# Woodpecker nest boxes



## ih772 (Jan 28, 2003)

After making a couple dozen blue bird houses the other day I decided I'd try building something different. Since a lot of the dead trees in my woods have fallen down from storms over the last couple years I thought I'd make some woodpecker nest boxes. I looked at several plans on-line and took the parts of each one that I liked and combined them in one box. I made one for Red-Bellied Woodpeckers out of an eight foot 1" x 8" and a bigger one for Northern Flickers out of a ten foot 1" X 10". Each entry hole is 2 1/2". 

*My Chessie, Tess, is lending her body to help show the actual size of the boxes.*










*To aid in climbing, I cut many 1/8" grooves on both sides of the front wall of the boxes.

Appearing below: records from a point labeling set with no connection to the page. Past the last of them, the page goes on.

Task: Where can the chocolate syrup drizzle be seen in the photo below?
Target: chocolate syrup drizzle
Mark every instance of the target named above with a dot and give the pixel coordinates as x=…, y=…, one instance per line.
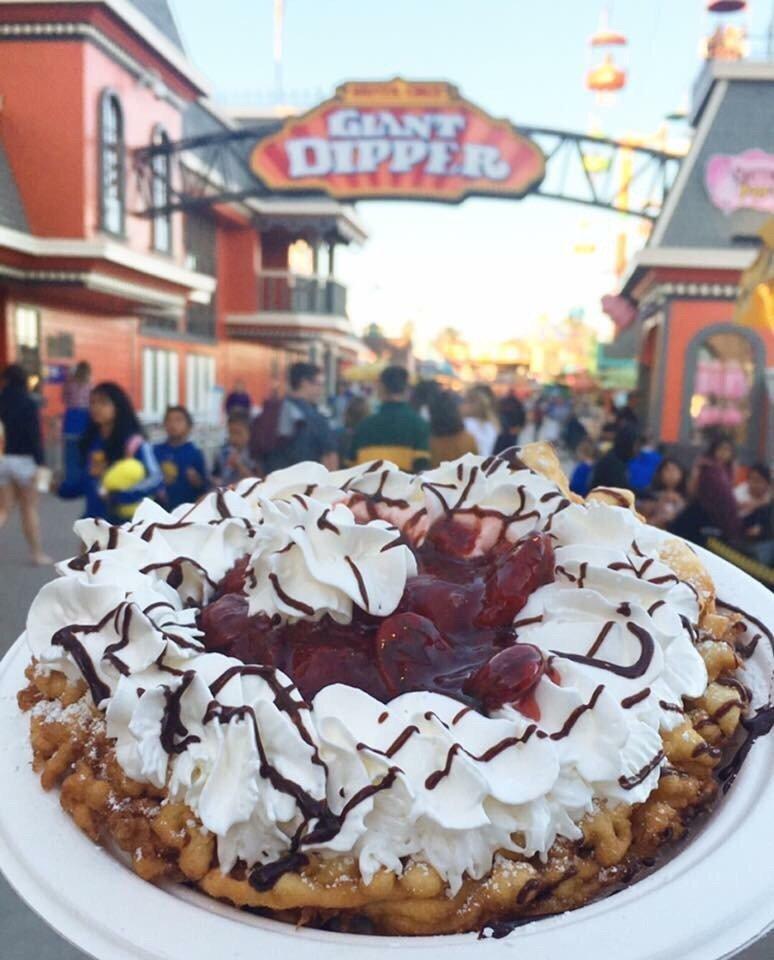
x=320, y=823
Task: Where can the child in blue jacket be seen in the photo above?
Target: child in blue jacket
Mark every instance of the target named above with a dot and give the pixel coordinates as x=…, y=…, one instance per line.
x=181, y=461
x=113, y=435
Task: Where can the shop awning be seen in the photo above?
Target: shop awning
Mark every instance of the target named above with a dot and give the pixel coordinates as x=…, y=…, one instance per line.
x=755, y=307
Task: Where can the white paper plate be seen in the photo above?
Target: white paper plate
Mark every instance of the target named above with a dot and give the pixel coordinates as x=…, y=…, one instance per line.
x=710, y=901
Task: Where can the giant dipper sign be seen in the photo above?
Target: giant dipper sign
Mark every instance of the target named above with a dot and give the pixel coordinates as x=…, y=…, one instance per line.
x=415, y=140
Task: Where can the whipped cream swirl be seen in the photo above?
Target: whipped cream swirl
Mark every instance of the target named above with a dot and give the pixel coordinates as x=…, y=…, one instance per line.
x=422, y=776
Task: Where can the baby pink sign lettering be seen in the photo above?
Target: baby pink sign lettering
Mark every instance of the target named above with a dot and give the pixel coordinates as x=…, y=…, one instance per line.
x=741, y=181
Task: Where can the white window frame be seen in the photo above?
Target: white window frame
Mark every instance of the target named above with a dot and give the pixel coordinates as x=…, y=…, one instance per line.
x=160, y=382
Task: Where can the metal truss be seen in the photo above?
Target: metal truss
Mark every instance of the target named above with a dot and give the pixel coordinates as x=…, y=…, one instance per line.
x=599, y=172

This lets Woody climb up the outside or inside of the box much easier. *













































*The plexiglass makes it much harder for starlings to enter the box because they'd have to fly right into the hole since there isn't a perch, whereas the woodpeckers can land on the grooved board or tree trunk and climb right up. It also blocks ***** from getting in as well. Here they are filled with wood shavings, mounted and ready for Woody to start making his new home.*


----------



## MPT (Oct 7, 2004)

Nice job on the nest boxes. When do the flickers get here? I'm trying to get a box together and put it up but I'm running late. Does the nest box have to be 15' high?


----------



## harpo1 (Dec 6, 2007)

Very nice work ih! My mom has really gotten into bird watching the last couple years and she'd love one of those. You wouldn't mind if I infringed on your design would you??? Also, I'd never thought about the plexi-glass trick for *****.


----------



## ih772 (Jan 28, 2003)

harpo1 said:


> Very nice work ih! My mom has really gotten into bird watching the last couple years and she'd love one of those. You wouldn't mind if I infringed on your design would you??? Also, I'd never thought about the plexi-glass trick for *****.

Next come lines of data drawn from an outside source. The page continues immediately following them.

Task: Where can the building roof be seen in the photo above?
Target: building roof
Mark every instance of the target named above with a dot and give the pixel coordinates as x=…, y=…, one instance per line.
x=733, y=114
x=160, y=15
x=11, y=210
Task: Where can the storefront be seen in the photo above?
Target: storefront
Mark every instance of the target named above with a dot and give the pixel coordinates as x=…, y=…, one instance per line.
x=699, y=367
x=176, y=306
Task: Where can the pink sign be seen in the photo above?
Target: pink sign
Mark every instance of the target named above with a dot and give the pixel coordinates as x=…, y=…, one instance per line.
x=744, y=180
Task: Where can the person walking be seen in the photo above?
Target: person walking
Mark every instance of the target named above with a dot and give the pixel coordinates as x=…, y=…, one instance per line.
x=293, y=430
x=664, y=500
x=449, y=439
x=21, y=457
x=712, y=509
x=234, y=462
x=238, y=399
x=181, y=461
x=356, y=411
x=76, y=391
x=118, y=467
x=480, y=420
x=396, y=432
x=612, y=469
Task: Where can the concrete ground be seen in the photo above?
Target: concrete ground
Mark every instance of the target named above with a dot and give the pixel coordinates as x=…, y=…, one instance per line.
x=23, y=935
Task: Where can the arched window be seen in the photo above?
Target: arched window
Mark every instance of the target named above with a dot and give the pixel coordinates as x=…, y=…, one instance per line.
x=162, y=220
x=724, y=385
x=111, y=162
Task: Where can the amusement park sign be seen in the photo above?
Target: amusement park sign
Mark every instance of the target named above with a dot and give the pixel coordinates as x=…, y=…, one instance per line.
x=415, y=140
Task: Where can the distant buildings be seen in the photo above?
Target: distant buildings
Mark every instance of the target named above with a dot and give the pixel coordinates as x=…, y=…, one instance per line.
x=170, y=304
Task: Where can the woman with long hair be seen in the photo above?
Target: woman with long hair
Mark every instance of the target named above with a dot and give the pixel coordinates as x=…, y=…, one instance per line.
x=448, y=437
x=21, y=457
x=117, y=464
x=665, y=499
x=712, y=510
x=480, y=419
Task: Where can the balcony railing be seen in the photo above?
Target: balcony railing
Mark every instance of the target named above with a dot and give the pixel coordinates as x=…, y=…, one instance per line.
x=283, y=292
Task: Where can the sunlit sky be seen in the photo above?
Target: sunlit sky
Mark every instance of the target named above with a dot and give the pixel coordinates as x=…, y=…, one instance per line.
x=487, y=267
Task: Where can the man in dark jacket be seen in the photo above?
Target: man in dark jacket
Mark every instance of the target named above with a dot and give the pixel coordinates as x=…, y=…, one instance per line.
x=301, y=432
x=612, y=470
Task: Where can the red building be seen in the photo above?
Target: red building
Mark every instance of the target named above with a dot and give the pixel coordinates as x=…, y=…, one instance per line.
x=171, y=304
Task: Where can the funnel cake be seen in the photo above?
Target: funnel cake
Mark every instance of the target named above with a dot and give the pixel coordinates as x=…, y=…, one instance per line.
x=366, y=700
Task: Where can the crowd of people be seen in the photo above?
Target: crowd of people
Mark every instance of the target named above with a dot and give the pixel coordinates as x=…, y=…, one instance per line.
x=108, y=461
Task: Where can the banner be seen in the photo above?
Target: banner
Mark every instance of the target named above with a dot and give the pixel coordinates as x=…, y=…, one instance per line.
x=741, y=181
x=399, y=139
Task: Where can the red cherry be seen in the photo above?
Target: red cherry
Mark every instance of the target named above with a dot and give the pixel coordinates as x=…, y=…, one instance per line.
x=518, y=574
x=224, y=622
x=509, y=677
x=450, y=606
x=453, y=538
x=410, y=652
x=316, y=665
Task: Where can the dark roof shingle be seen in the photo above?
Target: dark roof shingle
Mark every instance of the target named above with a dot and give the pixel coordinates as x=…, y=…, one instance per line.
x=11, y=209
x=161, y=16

Make as many copies as you want. The flicker boxes have 24" side walls and i think the red-bellied woodpecker box has 16" sides. The floor tiles in the picture are 12" x 12" so you should be able to figure out the rest from there. 

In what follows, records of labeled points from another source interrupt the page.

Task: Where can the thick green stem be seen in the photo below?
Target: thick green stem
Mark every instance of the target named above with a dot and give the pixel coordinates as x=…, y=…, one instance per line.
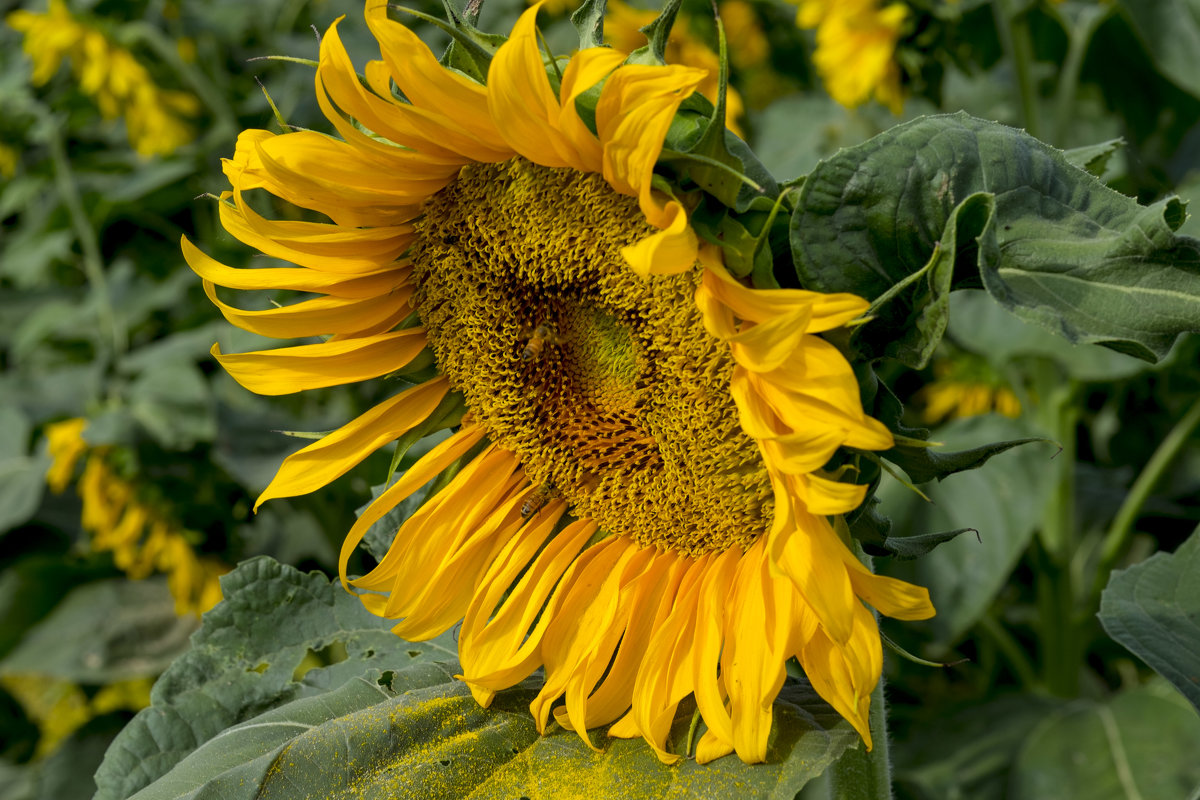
x=862, y=774
x=1014, y=35
x=1012, y=649
x=1121, y=529
x=1060, y=639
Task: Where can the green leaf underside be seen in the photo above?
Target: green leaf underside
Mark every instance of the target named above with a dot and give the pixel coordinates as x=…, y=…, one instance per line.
x=1003, y=503
x=241, y=665
x=970, y=753
x=1044, y=238
x=1153, y=609
x=1139, y=745
x=102, y=632
x=228, y=721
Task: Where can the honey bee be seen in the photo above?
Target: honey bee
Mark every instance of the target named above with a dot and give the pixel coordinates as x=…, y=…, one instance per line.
x=534, y=503
x=543, y=335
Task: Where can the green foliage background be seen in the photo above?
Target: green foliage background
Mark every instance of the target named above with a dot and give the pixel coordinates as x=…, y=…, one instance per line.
x=1053, y=617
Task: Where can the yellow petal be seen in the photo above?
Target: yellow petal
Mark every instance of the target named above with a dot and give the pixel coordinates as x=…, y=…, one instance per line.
x=317, y=317
x=845, y=674
x=499, y=639
x=329, y=364
x=667, y=671
x=451, y=585
x=370, y=284
x=670, y=251
x=582, y=631
x=768, y=346
x=633, y=115
x=521, y=101
x=711, y=630
x=754, y=665
x=379, y=112
x=647, y=599
x=418, y=475
x=424, y=540
x=820, y=495
x=808, y=554
x=333, y=456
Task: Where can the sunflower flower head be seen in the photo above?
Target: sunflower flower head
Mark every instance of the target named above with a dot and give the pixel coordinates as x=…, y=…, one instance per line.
x=108, y=73
x=633, y=497
x=856, y=48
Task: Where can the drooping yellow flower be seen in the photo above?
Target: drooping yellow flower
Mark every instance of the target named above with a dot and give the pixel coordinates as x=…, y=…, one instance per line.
x=639, y=505
x=623, y=24
x=109, y=74
x=141, y=537
x=856, y=48
x=66, y=445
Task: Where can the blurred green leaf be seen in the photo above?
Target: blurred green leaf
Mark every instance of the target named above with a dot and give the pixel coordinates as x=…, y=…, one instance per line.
x=102, y=632
x=241, y=665
x=30, y=587
x=17, y=781
x=1141, y=744
x=66, y=773
x=173, y=402
x=1153, y=609
x=1003, y=503
x=1170, y=32
x=1093, y=157
x=1061, y=248
x=981, y=325
x=22, y=475
x=970, y=753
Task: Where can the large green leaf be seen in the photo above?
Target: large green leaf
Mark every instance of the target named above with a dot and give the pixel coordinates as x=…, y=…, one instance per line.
x=1003, y=503
x=231, y=719
x=1048, y=240
x=971, y=752
x=1140, y=745
x=22, y=476
x=1153, y=608
x=1170, y=32
x=243, y=661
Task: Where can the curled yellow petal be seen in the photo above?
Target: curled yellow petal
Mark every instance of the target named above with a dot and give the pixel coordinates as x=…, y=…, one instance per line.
x=335, y=453
x=329, y=364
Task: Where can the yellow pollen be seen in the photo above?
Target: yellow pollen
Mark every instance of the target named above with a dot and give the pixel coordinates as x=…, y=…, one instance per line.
x=605, y=385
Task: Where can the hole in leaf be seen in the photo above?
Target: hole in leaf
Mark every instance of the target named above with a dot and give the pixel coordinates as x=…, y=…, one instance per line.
x=330, y=654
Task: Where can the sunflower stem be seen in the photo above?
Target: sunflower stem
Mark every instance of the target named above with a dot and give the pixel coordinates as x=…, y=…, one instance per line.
x=85, y=234
x=1121, y=530
x=861, y=774
x=1013, y=28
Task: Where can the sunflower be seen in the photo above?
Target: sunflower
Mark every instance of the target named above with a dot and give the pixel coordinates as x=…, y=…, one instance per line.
x=856, y=48
x=633, y=495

The next morning after I put them up I watched Starlings trying to get into them and they were unsuccessful.


----------



## ih772 (Jan 28, 2003)

MPT said:


> Nice job on the nest boxes. When do the flickers get here? I'm trying to get a box together and put it up but I'm running late. Does the nest box have to be 15' high?


I saw one in my backyard last week.

12' to 20' high works.


----------



## Burksee (Jan 15, 2003)

Nice work! Those look great, not bad for an electric"ian".


----------



## ih772 (Jan 28, 2003)

I'm multi-talented and the dog "helped" a lot! :lol:


----------



## Fabner1 (Jan 24, 2009)

ih,

How about a picture of your Bluebird houses?


O'lame Fred


----------



## ih772 (Jan 28, 2003)

Fabner1 said:


> ih,
> 
> How about a picture of your Bluebird houses?
> 
> ...


I'll post some in a few minutes.

EDIT:
Here's the link. Bluebird houses / nest boxes


----------



## MPT (Oct 7, 2004)

I put my flicker box in my pine tree. Do you think they'll find it or will I just get starlings?


----------



## ih772 (Jan 28, 2003)

Did you put the plexiglass on it?


----------



## MPT (Oct 7, 2004)

ih772 said:


> Did you put the plexiglass on it?


 No plexiglass just a box from the internet for flickers. It's stuffed with sawdust so I have my fingers crossed. It survived the storm yesterday.


----------



## ih772 (Jan 28, 2003)

If you can keep the Starlings out Flickers might nest in it.


----------